# For Onkyo TX-NR3008/5008 and PR-SC5508 Owners



## Jungle Jack (Jul 28, 2009)

Hello,
I did not realize there was a Secret Menu for these Models. (Hold VCR1 and press Return twice) I was reading the Secrets of Home Theater & High Fidelity Review of the 5508 and the Reviewer mentioned he was not getting good Bench Test Results until he got to this Menu and selected Video Processing: Skip and go back to the Menu and select Use. After changing it, the 5508 got a 130 out of 130 on the HDMI Tests, but did not do as well on the Component Video Tests. As the 3008 and 5008 use the identical Video Section and even share the same FW Updates, I am close to positive that the Bench Test Results are identical for both AVR's.

Here is the Review: http://www.hometheaterhifi.com/surr...onkyo-pr-sc5508-91-av-receiver.html?showall=1
The discussion about how to preform the change is in the Comments.
Cheers,
JJ


----------



## eugovector (Sep 4, 2006)

Good info, but linky no showy.


----------



## bgamb24 (Feb 7, 2010)

I recently purchased a 5508 from accessories4less. I am now confronted with the decision of which of my amps to use with it. I am using this for HT use exclusively.

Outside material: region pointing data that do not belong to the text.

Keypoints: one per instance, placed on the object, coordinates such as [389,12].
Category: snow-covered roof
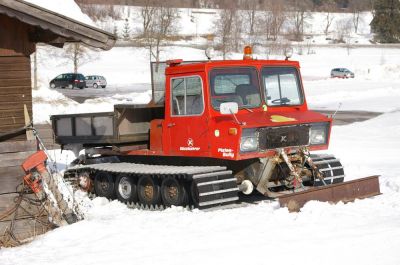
[66,8]
[63,18]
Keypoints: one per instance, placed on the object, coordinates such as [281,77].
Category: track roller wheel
[104,185]
[126,189]
[173,192]
[148,191]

Firt up we have a Kinergetics Research KBA-380 3channel amp. It puts out 140 wpc at .02% THD. I purchased it 2 years ago before I even knew anything about it. The thing is a BEAST, weighing over 55 lbs. It is by far the most expensive amp i own.

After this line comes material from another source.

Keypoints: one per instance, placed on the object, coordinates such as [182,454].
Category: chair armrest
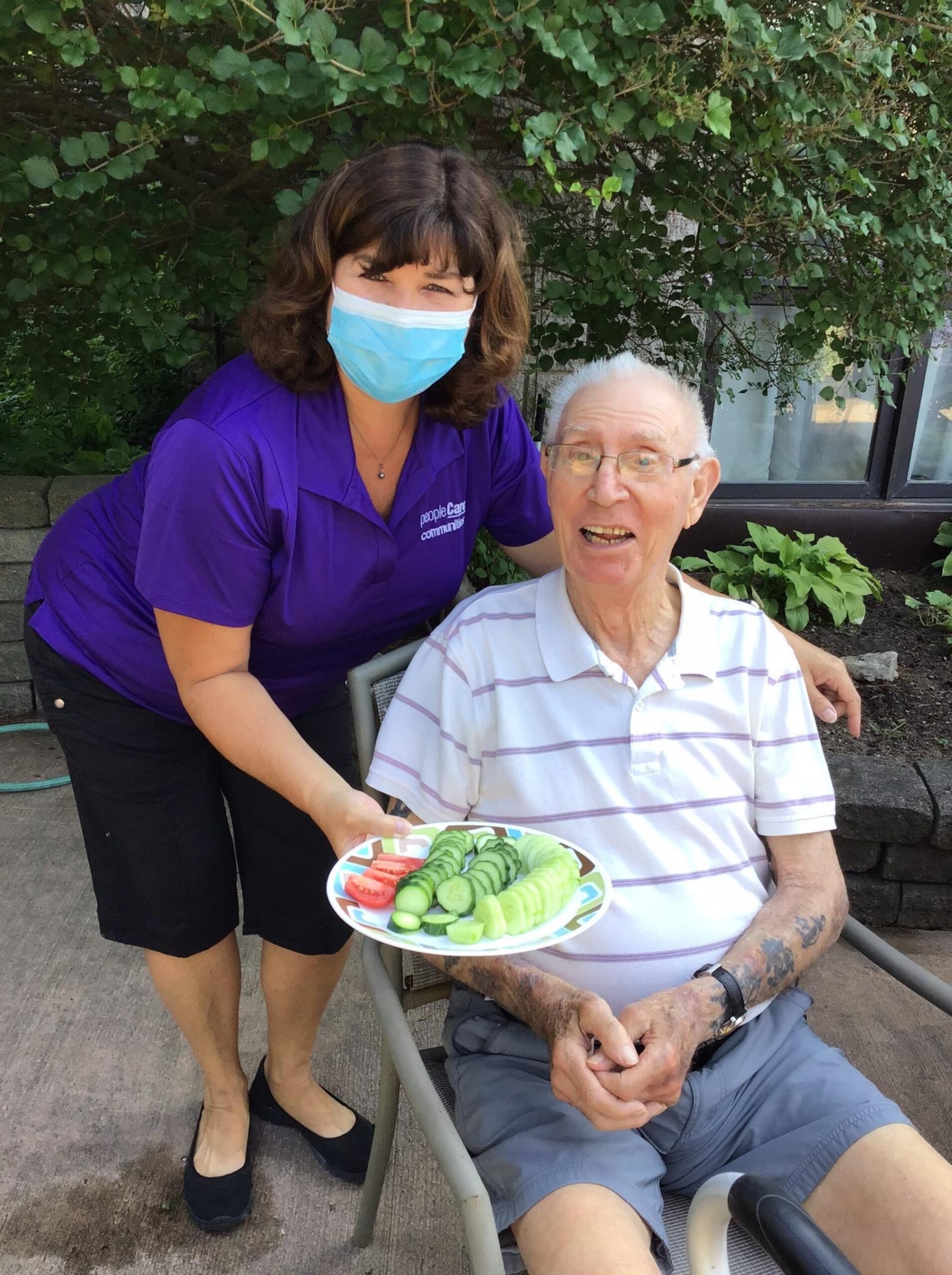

Second we have two single channel Emotiva UPA-1 amps putting out 200 wpc. These two amps are the only ones i own with balamced inputs

The last two are Rotels
An RMB-1075 5 channel (125wpc), and an RB-990BX dual channel with 200 wpc.

Here are my speakers

Fronts Def Tech Mythos One
CENTER Mythos EIGHT
Surrounds UIW RSS II
SBs Mythos Gem XL

Whichever amps I dont use I will simply sell online


----------



## Jungle Jack (Jul 28, 2009)

Marshall,
Fixed. Thanks for pointing that out. After seeing the Video Tests, it really makes it harder and harder for me to see many reasons for a 3008/5008/5508 Owner to update to the new Models.
Cheers,
JJ


----------



## Jungle Jack (Jul 28, 2009)

bgamb24 said:


> I recently purchased a 5508 from accessories4less. I am now confronted with the decision of which of my amps to use with it. I am using this for HT use exclusively.
> 
> Firt up we have a Kinergetics Research KBA-380 3channel amp. It puts out 140 wpc at .02% THD. I purchased it 2 years ago before I even knew anything about it. The thing is a BEAST, weighing over 55 lbs. It is by far the most expensive amp i own.
> 
> ...


Hello,
Provided you are running 5.1 or 5.2, I would keep the Kinergerics, and the RB990. If using 7 Channels, I would add the UPA-1.
Cheers,
JJ


----------



## Dwight Angus (Dec 17, 2007)

I changed my 5508 to "skip" and got problems with the 5508 flashing on screen various menus items such as fm channels, surround sound options all in a circular manner over and over. I tried resetting video processing to "use" but did nothing to improve the situation. I ended up having to do a complete reset. Can someone tell me what would have caused this? The procedure I followed as press and hold VCR/DVR and press return twice until "skip shows up on screen. Some procedure to enable "use"
BTW I have also sent a comment the author for his input.


----------



## Dwight Angus (Dec 17, 2007)

Also found you lose On screen volume control when you skip video processing.


----------



## Jungle Jack (Jul 28, 2009)

Hello,
From what the Review said and what I did, I still have all the OSD Features. All that is different is that the VP is not upsampling to 10 bits. After you select VP: Skip, you go back and select use. In the Comments Section of the Review, they describe the procedure.
Cheers,
JJ


----------



## Jungle Jack (Jul 28, 2009)

Here is what the Reviewer wrote in the Comments "For minimal video processing: turn the unit on, then from the front panel push and hold the VCR/DVR button, then push RETURN, RETURN... front panel display will read "Video Processor: Skip"... use the same procedure to set it back to "Use". This will also make it so the colorspace is not changed from 8 to 10 bits. 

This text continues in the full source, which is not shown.